Краткое описание книги
Шрифт:
Интервал:
Закладка:
Еда
От автора
Во дни сомнений, во дни тягостных раздумий… ты одна мне поддержка и опора, о великая, могучая человеческая еда… Не будь тебя — как не впасть в отчаяние при виде всего, что совершается в мире? Но ты есть — и я могу радостно отстукивать вилкой по тарелке: «Жизнь продолжается! Будем есть — будем жить!»
Этот небольшой сборник рассказов и рассказиков — про еду.
Тут нет рецептов. Тут — просто разговоры о еде или около нее. Да, домохозяйка, да, это не для тебя. Ну или для тебя — сними фартук и сядь почитай. Или не сейчас, а потом… А впрочем, ну его! Не читай вовсе! Ничего-то тут нет: байки одни. Решительно никакой пользы — ни тебе, ни отечеству! Да и тебе, суровый литературовед, нечего тут ловить. Философия этого текста не глубже столовой тарелки (даже на кастрюлю не тянет). Что хотел сказать автор, и так понятно: он, автор, любит покушать. И поговорить. А так — никакого абстракционизму, никакого постмодернизму! Просто слова во всех видах: вареные, жареные, тушеные.
Не любо — не кушай, а ж… врать… не мешай!
Кефир
Ангел-вышибала вышел покурить на балкончик.
Смена была тяжелая.
Души сегодня какие-то на редкость бестолковые, просто на вежливое «Вам пора» не реагируют.
О времена, о нравы!
Этот последний вообще ему в штанину вцепился мертвой хваткой и рычал, как собака. Еле оторвал. Дал подсрачника, придал ускорение — проваливай к мамочке, идиота кусок!
И кому такое надо? Ангел не стал смотреть на землю, потому что догадывался: ходит какая-то по бабкам, по церквям, по врачам… сильно хочет ребеночка! Эти суки там, наверху, любят такие фокусы выкидывать! И да — плевать, что мысли его все прочитали. Всех в ад не сошлете, кому-то и здесь работать надо.

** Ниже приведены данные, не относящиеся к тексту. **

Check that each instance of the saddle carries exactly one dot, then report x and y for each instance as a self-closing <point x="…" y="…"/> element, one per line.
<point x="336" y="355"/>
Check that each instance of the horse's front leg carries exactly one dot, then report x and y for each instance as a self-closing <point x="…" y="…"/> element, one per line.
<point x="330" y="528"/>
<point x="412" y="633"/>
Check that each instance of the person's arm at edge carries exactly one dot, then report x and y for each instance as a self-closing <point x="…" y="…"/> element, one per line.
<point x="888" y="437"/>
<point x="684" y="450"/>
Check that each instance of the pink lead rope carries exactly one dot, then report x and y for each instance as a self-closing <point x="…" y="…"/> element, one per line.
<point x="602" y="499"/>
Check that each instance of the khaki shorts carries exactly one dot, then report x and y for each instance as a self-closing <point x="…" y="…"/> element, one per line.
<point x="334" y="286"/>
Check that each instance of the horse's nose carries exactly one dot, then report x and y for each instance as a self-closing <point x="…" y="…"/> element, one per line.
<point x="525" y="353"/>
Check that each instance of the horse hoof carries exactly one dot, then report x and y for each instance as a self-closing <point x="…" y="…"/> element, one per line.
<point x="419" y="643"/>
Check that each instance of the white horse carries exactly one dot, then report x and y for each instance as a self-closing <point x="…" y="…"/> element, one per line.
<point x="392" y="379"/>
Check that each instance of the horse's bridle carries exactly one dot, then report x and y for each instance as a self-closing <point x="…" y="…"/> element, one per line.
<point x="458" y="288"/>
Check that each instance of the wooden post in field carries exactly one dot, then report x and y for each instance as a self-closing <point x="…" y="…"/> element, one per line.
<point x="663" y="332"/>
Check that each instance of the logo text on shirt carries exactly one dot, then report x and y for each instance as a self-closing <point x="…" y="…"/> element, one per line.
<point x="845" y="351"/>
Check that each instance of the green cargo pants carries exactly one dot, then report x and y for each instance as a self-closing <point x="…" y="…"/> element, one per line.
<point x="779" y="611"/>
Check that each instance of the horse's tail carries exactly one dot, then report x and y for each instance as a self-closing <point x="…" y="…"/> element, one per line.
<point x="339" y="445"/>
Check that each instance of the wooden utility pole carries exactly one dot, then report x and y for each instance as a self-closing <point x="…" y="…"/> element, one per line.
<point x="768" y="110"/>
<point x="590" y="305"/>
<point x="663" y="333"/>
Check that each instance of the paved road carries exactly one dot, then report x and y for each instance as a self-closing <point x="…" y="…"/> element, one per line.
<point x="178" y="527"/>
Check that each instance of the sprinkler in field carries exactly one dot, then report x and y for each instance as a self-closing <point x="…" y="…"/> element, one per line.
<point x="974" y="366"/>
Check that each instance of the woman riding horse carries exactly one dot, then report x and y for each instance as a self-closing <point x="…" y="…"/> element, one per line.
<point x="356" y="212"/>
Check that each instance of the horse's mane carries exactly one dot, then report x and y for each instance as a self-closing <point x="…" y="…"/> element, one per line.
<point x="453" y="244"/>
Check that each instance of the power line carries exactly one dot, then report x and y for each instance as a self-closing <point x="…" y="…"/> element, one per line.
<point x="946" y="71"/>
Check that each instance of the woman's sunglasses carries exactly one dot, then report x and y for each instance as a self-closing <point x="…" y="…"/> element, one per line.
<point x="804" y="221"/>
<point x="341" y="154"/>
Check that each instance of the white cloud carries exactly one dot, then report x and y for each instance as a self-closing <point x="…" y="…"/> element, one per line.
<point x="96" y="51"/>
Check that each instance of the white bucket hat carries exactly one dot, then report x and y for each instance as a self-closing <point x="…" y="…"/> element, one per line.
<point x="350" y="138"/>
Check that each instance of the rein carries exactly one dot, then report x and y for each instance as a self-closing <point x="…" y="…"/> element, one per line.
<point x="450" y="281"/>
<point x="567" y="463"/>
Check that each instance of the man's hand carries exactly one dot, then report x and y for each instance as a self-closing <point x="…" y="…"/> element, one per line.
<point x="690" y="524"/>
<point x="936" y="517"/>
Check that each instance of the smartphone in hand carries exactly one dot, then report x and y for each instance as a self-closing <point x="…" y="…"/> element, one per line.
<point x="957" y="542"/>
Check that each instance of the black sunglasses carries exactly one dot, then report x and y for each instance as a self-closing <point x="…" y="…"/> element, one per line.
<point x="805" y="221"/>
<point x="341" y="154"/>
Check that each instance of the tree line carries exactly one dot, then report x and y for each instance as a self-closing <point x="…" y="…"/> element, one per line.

Ангел все-таки посмотрел вниз.
Поискал знакомые лица.
Не эту ли девчонку он когда-то подтолкнул к краю? Мялась, жалась, озиралась, смотрела затравленно…
Ага, вот она, ну что, любезная, как твои дела? Ничего, смотри, куда-то едет…
Девчонка (ей лет восемь, не больше) обернулась на родителей.
— Не волнуйся, милая, — сказала ей мама. — И пиши нам. Как доехала, чем кормят…
Девочка втянула голову в плечи.
— А там будут кормить?
— Ну, конечно, будут кормить…
— Будут кормить… — как будто успокаиваясь, сказала девочка.
— А ты думала: нас везут на убой, что ли? — засмеялся какой-то мальчишка постарше, стоявший рядом. — Это ж летний лагерь, а не этот… конт… контрационный! Конечно, будут кормить! Но не факт, что тебе понравится! — И он засмеялся.
Ангел-вышибала тоже расхохотался и бросил вниз окурок.
Гениально! В следующий раз, когда кто-то из приставучих начнет донимать вопросами: «А там можно жить, там точно можно жить?»
Он скажет:
— Конечно, можно. Но не факт, что тебе понравится.
И засмеется.
А девочка тем временем сидела в автобусе, прижавшись носиком к холодному стеклу.
Ее ждало суматошное лето в лагере, страшилки у костра, печеная картошка, втихаря обрываемые с деревьев зеленые яблоки (кислющие, но вкуснота!) и обязательный кефир на полдник.
Она раньше терпеть не могла кефир, но с тех пор полюбит.
Ведро еды
Бабушка рассказывала, что, когда она была маленькой, на нее иногда нападало привередство и она отказывалась есть что дают. Мой прадед был печником — уважаемая профессия! — а прабабушка хорошо вела хозяйство, поэтому жила семья — по тем временам — в достатке.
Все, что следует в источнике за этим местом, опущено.